Michael Phelps: one toke over the line

“So I went up to the room and the first thing I saw was this big bong pipe.  You know, on this team, you could walk into their meal and get high just breathing.” — Steve Sabol of NFL Films describing the locker room of the San Diego Chargers football team in the early 1970s. Source: Johnny U: The Life and Times of John Unitas.

Poor Michael Phelps.  At age 23, he scrambles to issue a public apology and most certainly has lost endorsement income over indulging in a personal indiscrection that Willie Nelson, well into his 70s, freely celebrates and embraces all the time.

So what’s the difference between the Olympic champion and the country singer?  It all comes down to their personal brands.

For decades, Willie Nelson has carefully cultivated the outlaw image.  He’s the red-headed stranger who has laughed at the music establishment and glorified hell raising and womanizing in his music and persona.  He’s openly lived a nomadic life of debauchery that would make Keith Richards proud.

On a live VH1 Storytellers album Nelson recorded with Johnny Cash in 2002, you can hear him softly chuckling when he and Cash discuss their choice of coffee and water to drink during song breaks.

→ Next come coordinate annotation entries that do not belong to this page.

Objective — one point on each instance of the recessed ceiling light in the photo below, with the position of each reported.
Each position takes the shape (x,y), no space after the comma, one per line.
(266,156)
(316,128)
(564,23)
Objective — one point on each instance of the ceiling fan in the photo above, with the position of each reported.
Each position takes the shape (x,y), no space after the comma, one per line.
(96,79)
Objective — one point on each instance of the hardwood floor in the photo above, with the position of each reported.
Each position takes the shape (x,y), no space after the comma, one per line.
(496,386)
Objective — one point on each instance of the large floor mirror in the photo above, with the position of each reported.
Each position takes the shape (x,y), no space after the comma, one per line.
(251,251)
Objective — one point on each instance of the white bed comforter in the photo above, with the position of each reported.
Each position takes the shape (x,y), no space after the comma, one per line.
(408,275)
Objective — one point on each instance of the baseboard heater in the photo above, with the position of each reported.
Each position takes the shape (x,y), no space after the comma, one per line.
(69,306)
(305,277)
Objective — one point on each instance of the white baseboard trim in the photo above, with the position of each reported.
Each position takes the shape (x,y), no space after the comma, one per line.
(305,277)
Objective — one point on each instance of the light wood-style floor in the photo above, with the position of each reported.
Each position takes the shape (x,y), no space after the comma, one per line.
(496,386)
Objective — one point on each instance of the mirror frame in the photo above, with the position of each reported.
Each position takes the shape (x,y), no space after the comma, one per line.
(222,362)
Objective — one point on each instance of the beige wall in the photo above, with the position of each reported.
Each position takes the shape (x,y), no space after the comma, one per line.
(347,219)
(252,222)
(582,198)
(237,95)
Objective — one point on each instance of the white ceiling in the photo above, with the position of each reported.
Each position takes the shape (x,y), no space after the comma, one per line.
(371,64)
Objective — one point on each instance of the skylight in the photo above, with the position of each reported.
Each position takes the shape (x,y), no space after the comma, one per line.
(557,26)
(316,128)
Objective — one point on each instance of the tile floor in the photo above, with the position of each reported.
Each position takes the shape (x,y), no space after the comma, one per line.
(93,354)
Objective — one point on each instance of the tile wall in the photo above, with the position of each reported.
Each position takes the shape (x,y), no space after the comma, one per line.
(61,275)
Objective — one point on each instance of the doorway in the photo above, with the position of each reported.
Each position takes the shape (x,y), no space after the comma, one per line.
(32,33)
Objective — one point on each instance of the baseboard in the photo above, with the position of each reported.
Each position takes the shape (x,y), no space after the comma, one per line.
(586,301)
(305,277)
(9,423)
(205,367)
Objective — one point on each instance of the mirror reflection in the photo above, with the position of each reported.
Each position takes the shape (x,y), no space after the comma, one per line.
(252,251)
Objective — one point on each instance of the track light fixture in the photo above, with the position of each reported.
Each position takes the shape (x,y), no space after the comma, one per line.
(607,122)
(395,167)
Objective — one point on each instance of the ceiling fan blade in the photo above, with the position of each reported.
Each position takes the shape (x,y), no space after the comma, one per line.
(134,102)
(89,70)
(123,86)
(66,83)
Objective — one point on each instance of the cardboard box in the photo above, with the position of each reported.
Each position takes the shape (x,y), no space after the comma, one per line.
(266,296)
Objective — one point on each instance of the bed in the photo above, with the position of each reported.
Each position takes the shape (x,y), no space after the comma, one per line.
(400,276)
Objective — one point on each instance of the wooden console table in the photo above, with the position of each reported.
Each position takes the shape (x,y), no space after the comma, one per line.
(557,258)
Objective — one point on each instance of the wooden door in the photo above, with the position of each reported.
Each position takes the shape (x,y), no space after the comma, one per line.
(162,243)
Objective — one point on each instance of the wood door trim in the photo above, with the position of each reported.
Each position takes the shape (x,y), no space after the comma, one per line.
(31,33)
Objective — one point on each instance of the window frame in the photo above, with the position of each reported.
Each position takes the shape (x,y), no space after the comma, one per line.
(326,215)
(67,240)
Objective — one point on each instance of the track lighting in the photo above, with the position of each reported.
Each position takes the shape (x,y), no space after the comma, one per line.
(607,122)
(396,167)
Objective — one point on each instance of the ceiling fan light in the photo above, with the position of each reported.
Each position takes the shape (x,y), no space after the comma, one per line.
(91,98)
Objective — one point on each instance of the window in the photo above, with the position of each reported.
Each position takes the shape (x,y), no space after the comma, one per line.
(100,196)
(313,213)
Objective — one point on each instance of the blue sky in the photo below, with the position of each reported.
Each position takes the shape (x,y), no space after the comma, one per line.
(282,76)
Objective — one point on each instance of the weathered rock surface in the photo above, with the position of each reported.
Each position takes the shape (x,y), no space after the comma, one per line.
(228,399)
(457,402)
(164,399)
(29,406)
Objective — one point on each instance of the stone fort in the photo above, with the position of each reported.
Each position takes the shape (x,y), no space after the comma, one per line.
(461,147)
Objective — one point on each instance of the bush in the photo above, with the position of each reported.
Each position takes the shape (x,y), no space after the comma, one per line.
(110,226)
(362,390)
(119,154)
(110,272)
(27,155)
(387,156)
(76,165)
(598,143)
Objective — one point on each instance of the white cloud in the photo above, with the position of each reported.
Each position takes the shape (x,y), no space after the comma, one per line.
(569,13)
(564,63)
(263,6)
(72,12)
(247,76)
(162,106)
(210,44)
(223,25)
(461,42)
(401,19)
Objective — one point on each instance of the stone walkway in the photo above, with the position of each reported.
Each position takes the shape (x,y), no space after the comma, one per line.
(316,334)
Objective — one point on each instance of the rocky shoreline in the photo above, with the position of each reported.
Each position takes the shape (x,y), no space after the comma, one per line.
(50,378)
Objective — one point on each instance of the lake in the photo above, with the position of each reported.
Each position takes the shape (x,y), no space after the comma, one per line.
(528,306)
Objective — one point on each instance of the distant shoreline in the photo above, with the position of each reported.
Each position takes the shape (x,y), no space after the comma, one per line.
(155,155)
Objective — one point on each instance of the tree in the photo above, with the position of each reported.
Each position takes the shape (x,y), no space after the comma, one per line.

“What’s going to happen to our image?” Nelson asks Cash in mock horror at the prospect of drinking water over booze or perhaps something even stronger.

But Michael Phelps is not Willie Nelson.  He’s one of the all-time great Olympic champions who stands for grace, power, and performance.  His success has come not through steroids or reckless living but through honest, hard work.  That’s certainly what his agent Peter Carlisle wants you to believe.

Phelps’s sin wasn’t smoking from a marijuana bong pipe.  His public apology is really for violating the promise of his personal brand — a brand that encapsulates the purity of form.  (By contrast, if he were “Wild Man” John Matuszak, we’d expect him to drink bong water for breakfast.)

Tom Peters once wrote, “Big companies understand the importance of brands.  Today, in the Age of the Individual, you have to be your own brand.” And to that I would add: you are your own brand whether you realize it or not.

Wonder if Michael Phelps is starting to figure it out now?